Idgham bilaghunnah hanya berlaku pada enam huruf hijaiyah. Keenam huruf ini memiliki karakteristik khusus yang memungkinkan terjadinya proses penggabungan bunyi tersebut.

Huruf Mad Huruf Nun/Mim Contoh Kata Keterangan
أ (Alif) ن (Nun) سَـيَأْتِيَنَّ Nun mati masuk ke dalam Alif, dibaca dengan dengungan.
و (Waw) ن (Nun) يَسْتَوْنَنَّ Nun mati masuk ke dalam Waw, dibaca dengan dengungan.
ي (Ya) ن (Nun) سَيَجْعَلُونَهُنَّ Nun mati masuk ke dalam Ya, dibbaca dengan dengungan.
أ (Alif) م (Mim) يَسْتَأْمِنُونَ Mim mati masuk ke dalam Alif, dibaca dengan dengungan.
و (Waw) م (Mim) يَسْتَوْمِعُونَ Mim mati masuk ke dalam Waw, dibaca dengan dengungan.
ي (Ya) م (Mim) يَسْتَجْمِعُونَ Mim mati masuk ke dalam Ya, dibaca dengan dengungan.

Proses Pengucapan Idgham Bilaghunnah

Proses pengucapan idgham bilaghunnah melibatkan hilangnya bunyi nun mati atau mim mati secara eksplisit, namun pengaruhnya tetap terasa melalui dengungan (ghunnah). Bayangkan, ketika nun mati atau mim mati bertemu dengan huruf mad, kedua bunyi tersebut tidak diucapkan secara terpisah. Sebaliknya, bunyi nun/mim seolah-olah ‘melebur’ ke dalam bunyi huruf mad, menghasilkan satu bunyi yang berkelanjutan dan berdengung.

Dengungan ini terasa di rongga hidung dan berlangsung selama harakat huruf mad yang bersangkutan. Tidak ada jeda atau perubahan bunyi yang signifikan antara nun/mim dengan huruf mad, melainkan sebuah transisi yang halus dan menyatu.

Contoh Idgham Bilaghunnah: 30 Contoh Idgham Bilaghunnah

Idgham bilaghunnah merupakan salah satu hukum bacaan dalam tajwid yang berkaitan dengan penggabungan dua huruf yang bertemu. Proses penggabungan ini menghasilkan bunyi yang mirip dengan huruf yang kedua, namun tetap mempertahankan sifat nun mati atau tanwin. Berikut ini akan diuraikan 30 contoh kata yang mengandung idgham bilaghunnah, disertai penjelasan singkat mengenai prosesnya.

Daftar Kata dengan Idgham Bilaghunnah

Berikut adalah 30 contoh kata yang mengandung idgham bilaghunnah.
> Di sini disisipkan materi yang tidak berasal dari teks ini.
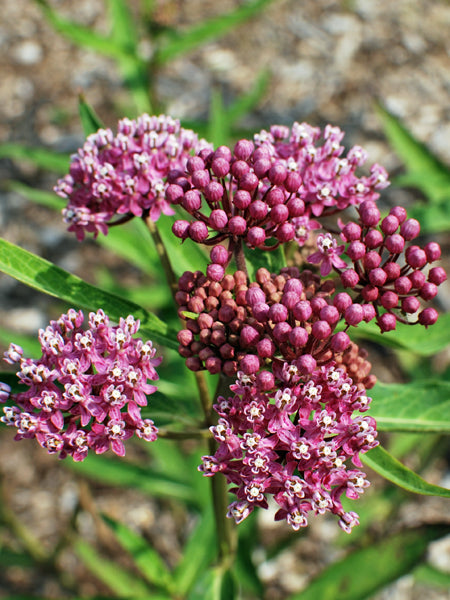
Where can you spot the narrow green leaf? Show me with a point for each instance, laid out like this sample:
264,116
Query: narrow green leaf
40,157
181,42
273,260
431,576
199,553
38,196
126,474
366,571
422,406
413,153
146,558
79,34
120,582
218,129
393,470
90,121
415,338
131,241
50,279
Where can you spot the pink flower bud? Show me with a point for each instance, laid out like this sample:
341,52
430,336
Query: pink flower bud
243,149
371,260
292,182
215,272
277,174
356,250
198,231
433,251
377,277
399,212
395,243
302,311
265,348
392,270
218,219
248,182
330,314
194,163
428,291
192,201
258,210
220,167
321,330
250,364
285,233
428,316
174,193
281,332
373,239
239,169
370,293
351,232
298,337
389,300
390,224
279,213
354,314
200,179
437,275
306,364
417,279
410,229
249,336
274,196
181,229
255,237
278,313
342,301
402,285
261,167
237,225
265,381
369,213
349,278
214,191
340,341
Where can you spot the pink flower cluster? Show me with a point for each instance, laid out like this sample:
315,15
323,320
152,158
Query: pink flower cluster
293,442
124,174
243,327
86,391
387,271
267,191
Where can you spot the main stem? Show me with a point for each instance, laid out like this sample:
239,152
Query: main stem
226,538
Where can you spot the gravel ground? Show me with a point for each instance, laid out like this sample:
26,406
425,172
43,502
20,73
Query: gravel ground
329,62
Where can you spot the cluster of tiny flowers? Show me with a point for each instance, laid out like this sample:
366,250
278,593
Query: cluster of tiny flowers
87,389
387,271
268,191
241,327
293,442
124,174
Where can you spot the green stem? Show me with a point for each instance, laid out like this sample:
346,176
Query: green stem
162,253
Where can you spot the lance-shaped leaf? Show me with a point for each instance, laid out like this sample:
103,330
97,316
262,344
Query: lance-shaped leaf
389,467
422,406
368,570
415,338
50,279
146,558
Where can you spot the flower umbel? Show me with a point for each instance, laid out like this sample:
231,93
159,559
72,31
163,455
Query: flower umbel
87,389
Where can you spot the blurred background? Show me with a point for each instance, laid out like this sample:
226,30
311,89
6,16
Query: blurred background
319,61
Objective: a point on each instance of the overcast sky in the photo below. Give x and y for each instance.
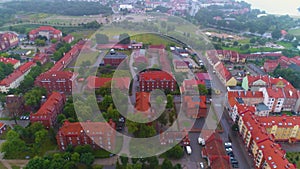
(277, 6)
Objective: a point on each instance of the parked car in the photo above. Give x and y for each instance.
(201, 141)
(201, 165)
(188, 149)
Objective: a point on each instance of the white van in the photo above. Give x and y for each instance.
(188, 150)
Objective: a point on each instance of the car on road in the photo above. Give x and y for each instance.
(188, 150)
(201, 165)
(201, 141)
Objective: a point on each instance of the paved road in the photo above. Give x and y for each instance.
(241, 154)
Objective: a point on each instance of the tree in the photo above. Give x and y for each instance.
(101, 39)
(202, 89)
(87, 158)
(276, 34)
(167, 164)
(75, 157)
(61, 118)
(36, 162)
(176, 152)
(235, 43)
(153, 161)
(124, 38)
(163, 24)
(40, 136)
(13, 144)
(83, 149)
(124, 159)
(33, 97)
(170, 102)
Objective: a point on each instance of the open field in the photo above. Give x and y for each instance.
(295, 32)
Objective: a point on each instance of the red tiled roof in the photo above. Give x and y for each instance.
(245, 94)
(203, 76)
(275, 93)
(223, 71)
(68, 38)
(153, 75)
(17, 73)
(9, 60)
(142, 101)
(157, 46)
(274, 155)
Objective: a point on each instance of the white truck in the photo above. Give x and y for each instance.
(188, 150)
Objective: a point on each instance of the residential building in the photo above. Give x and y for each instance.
(16, 63)
(290, 99)
(195, 106)
(215, 154)
(204, 77)
(68, 57)
(180, 66)
(224, 75)
(8, 40)
(273, 98)
(13, 80)
(270, 65)
(121, 83)
(60, 81)
(45, 31)
(49, 110)
(42, 58)
(96, 134)
(15, 105)
(68, 39)
(151, 80)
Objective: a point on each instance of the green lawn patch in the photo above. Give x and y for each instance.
(295, 32)
(2, 166)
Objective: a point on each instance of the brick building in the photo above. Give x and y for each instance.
(8, 40)
(49, 110)
(96, 134)
(61, 81)
(13, 80)
(151, 80)
(15, 105)
(46, 31)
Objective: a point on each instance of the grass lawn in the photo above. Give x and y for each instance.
(252, 50)
(2, 166)
(87, 56)
(295, 32)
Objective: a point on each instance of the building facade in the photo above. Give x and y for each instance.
(49, 110)
(151, 80)
(60, 81)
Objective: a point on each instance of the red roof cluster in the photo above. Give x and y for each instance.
(9, 60)
(17, 73)
(215, 153)
(155, 75)
(226, 75)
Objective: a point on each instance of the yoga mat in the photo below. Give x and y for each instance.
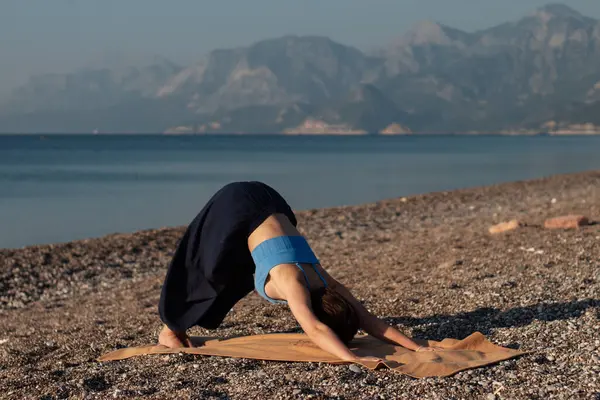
(457, 355)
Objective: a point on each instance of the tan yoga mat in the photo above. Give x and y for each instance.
(457, 355)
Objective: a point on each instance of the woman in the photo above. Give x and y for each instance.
(245, 239)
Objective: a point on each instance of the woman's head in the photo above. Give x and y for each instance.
(336, 312)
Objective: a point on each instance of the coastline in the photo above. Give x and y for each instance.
(425, 262)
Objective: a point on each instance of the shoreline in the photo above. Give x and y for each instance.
(426, 264)
(423, 196)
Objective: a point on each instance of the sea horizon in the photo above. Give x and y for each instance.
(71, 187)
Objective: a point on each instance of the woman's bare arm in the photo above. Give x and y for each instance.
(369, 322)
(298, 299)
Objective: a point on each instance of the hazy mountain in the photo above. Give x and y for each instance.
(518, 75)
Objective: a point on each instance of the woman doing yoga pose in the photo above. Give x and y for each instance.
(245, 239)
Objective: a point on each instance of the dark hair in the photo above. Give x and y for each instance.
(336, 312)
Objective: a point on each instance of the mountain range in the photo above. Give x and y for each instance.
(540, 73)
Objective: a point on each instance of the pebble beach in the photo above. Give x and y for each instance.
(427, 264)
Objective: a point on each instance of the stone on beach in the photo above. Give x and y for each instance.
(566, 222)
(505, 226)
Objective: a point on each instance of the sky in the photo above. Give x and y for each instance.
(41, 36)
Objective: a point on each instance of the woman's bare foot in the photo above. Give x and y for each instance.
(173, 339)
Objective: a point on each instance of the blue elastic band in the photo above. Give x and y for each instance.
(281, 250)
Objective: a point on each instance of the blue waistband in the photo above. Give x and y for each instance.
(276, 251)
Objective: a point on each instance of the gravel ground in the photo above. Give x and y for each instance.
(425, 263)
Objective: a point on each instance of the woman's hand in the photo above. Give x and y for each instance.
(428, 348)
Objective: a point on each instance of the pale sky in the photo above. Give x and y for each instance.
(38, 36)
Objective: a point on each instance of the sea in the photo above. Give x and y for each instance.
(58, 188)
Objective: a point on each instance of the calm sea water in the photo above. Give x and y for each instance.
(60, 188)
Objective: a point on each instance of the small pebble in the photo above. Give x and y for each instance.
(355, 368)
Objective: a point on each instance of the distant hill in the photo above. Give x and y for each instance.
(516, 76)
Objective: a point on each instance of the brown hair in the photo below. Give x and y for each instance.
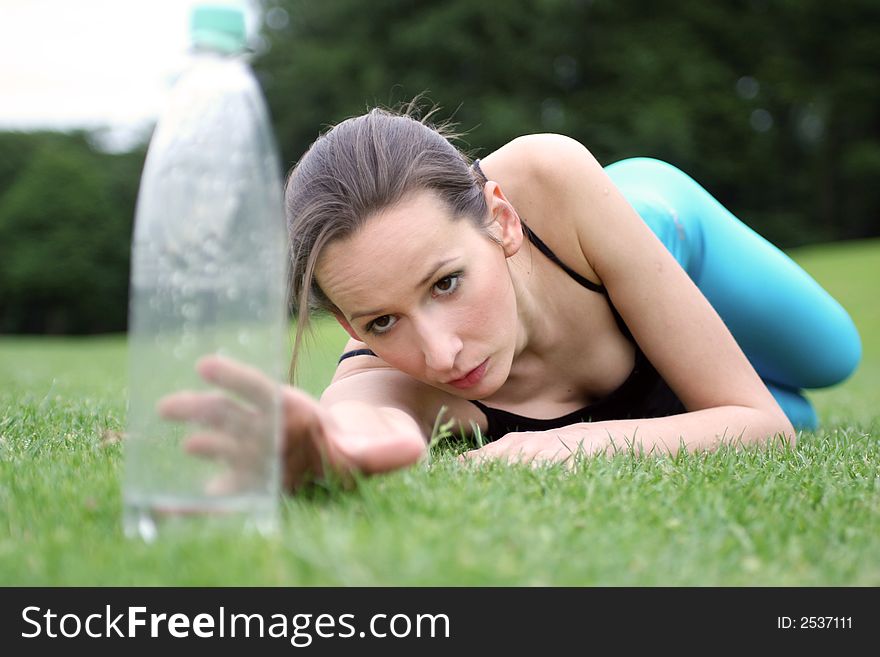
(358, 168)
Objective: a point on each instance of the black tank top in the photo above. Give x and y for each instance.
(643, 394)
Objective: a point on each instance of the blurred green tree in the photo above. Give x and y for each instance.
(772, 105)
(65, 225)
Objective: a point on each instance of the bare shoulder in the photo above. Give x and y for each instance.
(370, 379)
(553, 181)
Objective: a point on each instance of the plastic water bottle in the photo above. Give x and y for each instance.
(207, 276)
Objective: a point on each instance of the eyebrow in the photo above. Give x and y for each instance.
(433, 272)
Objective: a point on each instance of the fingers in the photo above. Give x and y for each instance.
(248, 382)
(211, 409)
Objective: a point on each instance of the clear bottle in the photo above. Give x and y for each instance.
(207, 276)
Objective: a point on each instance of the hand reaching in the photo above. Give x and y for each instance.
(239, 428)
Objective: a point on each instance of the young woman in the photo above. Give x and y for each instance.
(557, 306)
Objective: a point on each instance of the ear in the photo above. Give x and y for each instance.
(344, 323)
(506, 226)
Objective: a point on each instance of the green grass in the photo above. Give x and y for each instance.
(803, 516)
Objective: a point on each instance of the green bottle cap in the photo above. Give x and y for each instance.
(219, 28)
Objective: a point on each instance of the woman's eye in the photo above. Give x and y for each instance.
(381, 324)
(447, 284)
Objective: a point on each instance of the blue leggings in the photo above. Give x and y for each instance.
(793, 332)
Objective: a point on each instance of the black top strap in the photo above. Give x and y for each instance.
(356, 352)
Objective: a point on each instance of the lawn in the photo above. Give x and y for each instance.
(779, 516)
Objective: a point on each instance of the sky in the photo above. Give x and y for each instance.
(99, 64)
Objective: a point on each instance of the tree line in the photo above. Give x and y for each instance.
(771, 104)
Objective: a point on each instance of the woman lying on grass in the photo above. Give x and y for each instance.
(557, 306)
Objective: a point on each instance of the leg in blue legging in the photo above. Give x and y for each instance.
(793, 332)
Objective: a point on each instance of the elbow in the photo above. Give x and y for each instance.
(779, 429)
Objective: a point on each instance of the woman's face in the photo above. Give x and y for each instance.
(430, 294)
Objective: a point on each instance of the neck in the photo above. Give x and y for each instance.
(537, 332)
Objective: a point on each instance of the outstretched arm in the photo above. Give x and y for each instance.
(360, 425)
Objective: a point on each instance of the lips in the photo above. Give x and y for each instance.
(472, 378)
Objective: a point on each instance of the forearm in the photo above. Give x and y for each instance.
(697, 430)
(377, 439)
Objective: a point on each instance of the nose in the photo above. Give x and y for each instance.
(440, 347)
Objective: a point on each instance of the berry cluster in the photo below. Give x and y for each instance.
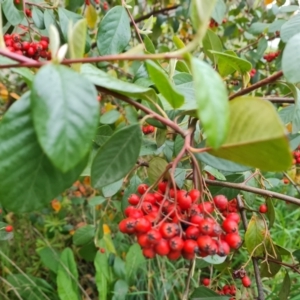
(271, 56)
(33, 50)
(296, 155)
(229, 290)
(169, 222)
(252, 73)
(147, 129)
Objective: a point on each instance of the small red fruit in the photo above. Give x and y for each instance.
(9, 228)
(263, 208)
(246, 281)
(206, 281)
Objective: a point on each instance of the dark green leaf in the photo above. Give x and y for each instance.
(164, 85)
(20, 155)
(38, 17)
(212, 102)
(285, 288)
(105, 80)
(12, 14)
(65, 114)
(114, 31)
(83, 235)
(117, 156)
(256, 136)
(67, 276)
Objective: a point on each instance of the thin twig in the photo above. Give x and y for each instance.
(257, 85)
(259, 285)
(254, 190)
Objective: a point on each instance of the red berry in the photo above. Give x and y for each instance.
(246, 281)
(184, 201)
(221, 202)
(263, 208)
(190, 246)
(206, 281)
(142, 188)
(169, 230)
(176, 243)
(233, 240)
(9, 228)
(142, 225)
(230, 226)
(205, 242)
(149, 252)
(194, 194)
(162, 247)
(133, 199)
Perhatikan bagaimana nun mati atau tanwin dilebur dengan huruf setelahnya, menghasilkan bunyi yang mirip dengan huruf kedua, namun dengan dengungan (ghunnah).

  • Sunnah: Nun mati pada kata “sunnah” dilebur dengan huruf sin, menghasilkan bunyi “sunnah” dengan dengungan (ghunnah) pada huruf nun.
  • Rabbana: Nun mati pada “Rabbana” dilebur dengan huruf ba, menghasilkan bunyi “Rabbana” dengan dengungan (ghunnah) pada huruf nun.
  • Yumna: Tanwin pada “Yumna” dilebur dengan huruf mim, menghasilkan bunyi “Yumna” dengan dengungan (ghunnah) pada tanwin.
  • Manna: Tanwin pada “Manna” dilebur dengan huruf nun, menghasilkan bunyi “Manna” dengan dengungan (ghunnah) pada tanwin.
  • Inna: Nun mati pada “Inna” dilebur dengan huruf nun, menghasilkan bunyi “Inna” dengan dengungan (ghunnah) pada huruf nun.
  • An’am: Nun mati pada “An’am” dilebur dengan huruf ain, menghasilkan bunyi “An’am” dengan dengungan (ghunnah) pada huruf nun.
  • Anna: Nun mati pada “Anna” dilebur dengan huruf nun, menghasilkan bunyi “Anna” dengan dengungan (ghunnah) pada huruf nun.
  • Minna: Tanwin pada “Minna” dilebur dengan huruf nun, menghasilkan bunyi “Minna” dengan dengungan (ghunnah) pada tanwin.
  • Umunna: Tanwin pada “Umunna” dilebur dengan huruf nun, menghasilkan bunyi “Umunna” dengan dengungan (ghunnah) pada tanwin.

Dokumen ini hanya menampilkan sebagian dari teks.